In defense of being unapologetically fat

As my byline expanded, so did my waistline. Remarkably enough, I didn’t care. Not even when, at a community picnic, one of my neighbors ruefully remarked, “Honey, I used to see you walking all the time.” She didn’t see me alone in my apartment, writing until dawn, before heading off to an office, so I could finish that chapter, fulfill that assignment. She didn’t see me come to the quiet conclusion that I could make a go of full-time freelancing (at least for a while). For Ragen Chastain, a fat activist, athlete, and health coach, one of the more troublesome parts of the good fatty dynamic is the kind of moral prerogative it can represent: “Participating in fitness/athletics is no more or less virtuous than knitting a tea cozy. Running a marathon is no better or worse than watching a Netflix marathon.” Being the good fatty, the woman who makes a conspicuous consumption of baby carrots when she really wants Nutella, is like putting on the same straightjacket I wore when I was breaking myself in fruitless pursuit of some immaculate thinness that was going to make me happier, healthier, more whole.

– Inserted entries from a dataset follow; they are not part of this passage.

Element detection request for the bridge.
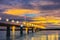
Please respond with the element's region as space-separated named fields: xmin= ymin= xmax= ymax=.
xmin=0 ymin=17 xmax=45 ymax=37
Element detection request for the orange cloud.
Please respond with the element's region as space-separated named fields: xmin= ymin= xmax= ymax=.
xmin=4 ymin=9 xmax=40 ymax=16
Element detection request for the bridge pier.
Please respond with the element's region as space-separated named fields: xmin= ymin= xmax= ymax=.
xmin=20 ymin=27 xmax=23 ymax=35
xmin=26 ymin=28 xmax=29 ymax=34
xmin=6 ymin=26 xmax=10 ymax=37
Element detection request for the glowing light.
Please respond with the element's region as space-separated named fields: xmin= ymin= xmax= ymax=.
xmin=3 ymin=9 xmax=40 ymax=16
xmin=6 ymin=19 xmax=9 ymax=21
xmin=16 ymin=21 xmax=19 ymax=23
xmin=0 ymin=17 xmax=2 ymax=20
xmin=11 ymin=20 xmax=14 ymax=22
xmin=21 ymin=24 xmax=23 ymax=27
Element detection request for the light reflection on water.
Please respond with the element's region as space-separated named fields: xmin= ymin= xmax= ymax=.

Our culture’s fixation on a very particular type of health and wellness — the metrics of which can only be gauged by BMI or blood pressure or the number of steps and miles — isn’t just reductive, it excludes broad swathes of people, particularly disabled and low-income people from the moral worthiness that health supposedly confers. A recent New York Times piece laments the volume of sugary drinks and sodas purchased by food stamp program participants, but this hand-wringing never touches on the hard grind of poverty, where those sugary drinks are a pick-me-up between long shifts, or Heaven forbid, simply a sip of something that tastes good. The all-abiding need to be healthy overrides personal choice.